BioMed Research International

BioMed Research International / 2014 / Article

Research Article | Open Access

Volume 2014 |Article ID 619231 | 4 pages | https://doi.org/10.1155/2014/619231

The Effect of Alcohol Intoxication on Mortality of Blunt Head Injury

Academic Editor: Wei-Pin Chang
Received28 Mar 2014
Accepted26 Jun 2014
Published04 Aug 2014

Abstract

Alcohol is found to have neuroprotection in recent studies in head injuries. We investigated the association of blood alcohol concentration (BAC) with mortality of patients with blunt head injury after traffic accident. All patients sustaining blunt head injury caused by traffic accident brought to our emergency department who had obtained a brain computed tomography scans and BAC were analyzed. Patients with unknown mechanisms, transfers from outside hospitals, and incomplete data were excluded. Logistic regression was used to identify independent predictors of mortality. During the study period, 3,628 patients with brain computed tomography (CT) were included. Of these, BAC was measured in 556 patients. Patients with the lowest BAC (less than 8 mg/dl) had lower mortality; intoxicated patients with BAC between 8 and less than 100 mg/dl were associated with significantly higher mortality than those patients in other intoxicated groups. Adjusted logistic regression demonstrated higher BAC group and Glasgow coma scale (GCS) scores, and lower ISS and age were identified as independent predictors of reduced mortality. In our study, we found that patients who had moderate alcohol intoxication had higher risk of mortality. However, higher GCS scores, lower ISS, and younger age were identified as independent predictors of reduced mortality in the study patients.

1. Introduction

Alcohol consumption is considered as a risk factor of mortality in patient with traumatic brain injury (TBI). Management of TBI is to reduce the secondary brain injury and protect the remaining living brain tissue from ischemia. Many medicines such as sedatives, mannitol (C6H8(OH)6), and hypertonic saline are used in the treatment of increased intracranial pressure caused by TBI with diuretic effect. Alcohol also has the similar influence to increase urine output. Therefore, it might provide some protection after brain injury.
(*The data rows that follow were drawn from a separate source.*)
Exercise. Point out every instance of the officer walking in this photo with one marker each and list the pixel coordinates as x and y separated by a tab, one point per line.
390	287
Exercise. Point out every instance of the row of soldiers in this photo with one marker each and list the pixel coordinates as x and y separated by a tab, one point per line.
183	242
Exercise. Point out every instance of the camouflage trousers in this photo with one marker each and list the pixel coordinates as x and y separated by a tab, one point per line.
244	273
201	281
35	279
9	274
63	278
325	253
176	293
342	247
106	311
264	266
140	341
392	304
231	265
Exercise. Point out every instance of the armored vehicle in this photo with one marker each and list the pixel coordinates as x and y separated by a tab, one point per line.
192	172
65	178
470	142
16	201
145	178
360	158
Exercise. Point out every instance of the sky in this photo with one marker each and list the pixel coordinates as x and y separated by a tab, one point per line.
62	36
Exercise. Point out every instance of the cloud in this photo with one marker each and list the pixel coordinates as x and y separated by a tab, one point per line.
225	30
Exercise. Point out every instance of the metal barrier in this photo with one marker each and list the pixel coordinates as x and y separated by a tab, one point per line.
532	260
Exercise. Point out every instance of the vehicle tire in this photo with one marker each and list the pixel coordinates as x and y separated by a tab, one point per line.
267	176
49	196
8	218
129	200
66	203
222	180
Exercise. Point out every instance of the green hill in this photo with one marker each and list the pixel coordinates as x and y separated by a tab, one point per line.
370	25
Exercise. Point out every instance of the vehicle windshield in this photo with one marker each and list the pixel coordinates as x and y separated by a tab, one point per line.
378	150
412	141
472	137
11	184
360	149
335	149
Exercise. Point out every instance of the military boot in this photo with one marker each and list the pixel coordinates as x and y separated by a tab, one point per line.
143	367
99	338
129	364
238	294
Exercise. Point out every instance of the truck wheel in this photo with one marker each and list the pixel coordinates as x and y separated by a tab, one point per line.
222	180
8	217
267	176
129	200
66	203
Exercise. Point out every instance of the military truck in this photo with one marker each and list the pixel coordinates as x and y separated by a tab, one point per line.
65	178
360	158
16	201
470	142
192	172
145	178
In previous studies, many risk factors associated with mortality of TBI have been identified. The effect of blood alcohol concentration (BAC) on the outcomes of TBI still remains controversial [16]. Ethanol (C2H5OH) is the type of alcohol found in alcoholic beverages. Its diuretic effect may decrease the blood pressure of the traumatic patients during resuscitation but may also reduce intracranial pressure. In studies using animal models, there is still no consensus on the benefit of alcohol in neuroprotection, with some negative and positive results or even no effect [711]. Similarly, clinical studies have shown conflicting results of the BAC effect and most of the studies have focused on moderate to severe brain injury [16].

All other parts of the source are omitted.